For Daiichi Sankyo, the pipeline impact is equally critical. Enhertu is the company’s lead asset, and its ongoing collaboration with AstraZeneca (extended in March 2024 and worth up to $6 billion) funds not only Enhertu development but also Datroway (datopotamab deruxtecan) and other DXd-based ADCs in breast, lung, and gastrointestinal cancers.

If the FDA converts the BTD into an approval by mid-2026, Enhertu could become the first HER2-directed ADC to secure a clean regulatory sweep across metastatic, HER2-low, and early breast cancer stages—an outcome that would redefine HER2 treatment pathways globally.
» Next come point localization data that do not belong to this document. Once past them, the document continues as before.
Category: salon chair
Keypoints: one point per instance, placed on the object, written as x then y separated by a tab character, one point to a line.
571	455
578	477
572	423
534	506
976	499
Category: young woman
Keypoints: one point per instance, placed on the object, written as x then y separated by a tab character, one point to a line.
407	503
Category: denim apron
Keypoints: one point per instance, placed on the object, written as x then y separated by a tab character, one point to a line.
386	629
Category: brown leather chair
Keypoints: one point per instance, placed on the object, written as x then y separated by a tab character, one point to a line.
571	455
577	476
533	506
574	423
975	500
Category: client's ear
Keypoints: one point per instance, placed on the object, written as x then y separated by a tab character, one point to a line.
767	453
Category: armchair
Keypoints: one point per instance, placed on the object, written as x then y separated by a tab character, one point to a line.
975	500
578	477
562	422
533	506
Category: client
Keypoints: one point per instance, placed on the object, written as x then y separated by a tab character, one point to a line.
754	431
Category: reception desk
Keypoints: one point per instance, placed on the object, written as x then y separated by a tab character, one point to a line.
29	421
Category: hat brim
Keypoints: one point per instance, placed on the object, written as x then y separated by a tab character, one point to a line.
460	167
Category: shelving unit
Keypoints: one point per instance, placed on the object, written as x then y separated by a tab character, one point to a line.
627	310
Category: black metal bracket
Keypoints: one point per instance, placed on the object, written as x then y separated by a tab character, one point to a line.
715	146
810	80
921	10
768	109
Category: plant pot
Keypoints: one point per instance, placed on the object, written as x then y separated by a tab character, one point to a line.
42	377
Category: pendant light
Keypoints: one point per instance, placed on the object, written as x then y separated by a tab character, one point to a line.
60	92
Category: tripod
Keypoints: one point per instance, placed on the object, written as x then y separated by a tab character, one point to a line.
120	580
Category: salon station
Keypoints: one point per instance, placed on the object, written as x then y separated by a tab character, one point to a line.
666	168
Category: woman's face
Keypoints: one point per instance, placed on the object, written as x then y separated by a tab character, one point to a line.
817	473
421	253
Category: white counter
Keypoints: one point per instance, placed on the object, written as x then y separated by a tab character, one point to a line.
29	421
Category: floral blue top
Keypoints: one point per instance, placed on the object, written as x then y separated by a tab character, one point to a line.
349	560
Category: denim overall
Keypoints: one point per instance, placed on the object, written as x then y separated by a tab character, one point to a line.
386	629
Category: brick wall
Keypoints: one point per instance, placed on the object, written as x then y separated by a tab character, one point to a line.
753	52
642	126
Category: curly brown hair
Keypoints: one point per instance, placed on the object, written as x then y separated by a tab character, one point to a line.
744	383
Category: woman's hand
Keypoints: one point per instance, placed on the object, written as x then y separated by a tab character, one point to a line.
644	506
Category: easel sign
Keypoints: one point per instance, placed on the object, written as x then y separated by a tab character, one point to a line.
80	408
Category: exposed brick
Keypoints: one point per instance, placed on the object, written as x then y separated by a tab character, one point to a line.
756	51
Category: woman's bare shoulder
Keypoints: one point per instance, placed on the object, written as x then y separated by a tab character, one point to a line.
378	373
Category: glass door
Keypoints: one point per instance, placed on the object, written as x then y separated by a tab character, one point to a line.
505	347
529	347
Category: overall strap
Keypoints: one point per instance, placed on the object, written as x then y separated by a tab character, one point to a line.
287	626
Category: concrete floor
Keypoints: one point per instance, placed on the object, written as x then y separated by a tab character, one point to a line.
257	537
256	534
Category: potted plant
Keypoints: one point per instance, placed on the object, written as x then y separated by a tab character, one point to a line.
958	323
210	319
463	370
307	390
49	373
Key takeaways: What this FDA designation means for Enhertu and the ADC oncology landscape

• Enhertu has received its tenth Breakthrough Therapy Designation, this time for post-neoadjuvant HER2-positive early breast cancer with residual disease.
• DESTINY-Breast05 demonstrated a statistically significant IDFS benefit over T-DM1, potentially setting a new standard of care for this high-risk group.
• The BTD accelerates Enhertu’s path to market in a new segment, giving AstraZeneca and Daiichi Sankyo a strategic edge in early disease settings.
• Enhertu’s broad efficacy across HER2-positive, HER2-low, and HER2-ultralow populations makes it the most versatile ADC in current clinical use.
• Safety concerns, particularly ILD, remain relevant as the drug moves into curative-intent populations with tighter risk tolerance.
• Competitive ADC pipelines are expanding, but no rival has yet matched Enhertu’s regulatory momentum or clinical validation breadth.
• Approval in this setting could significantly expand Enhertu’s commercial opportunity while reshaping HER2 treatment paradigms from early to metastatic disease.
• The designation further solidifies Daiichi Sankyo’s ADC platform leadership and deepens AstraZeneca’s commitment to redefining breast cancer care.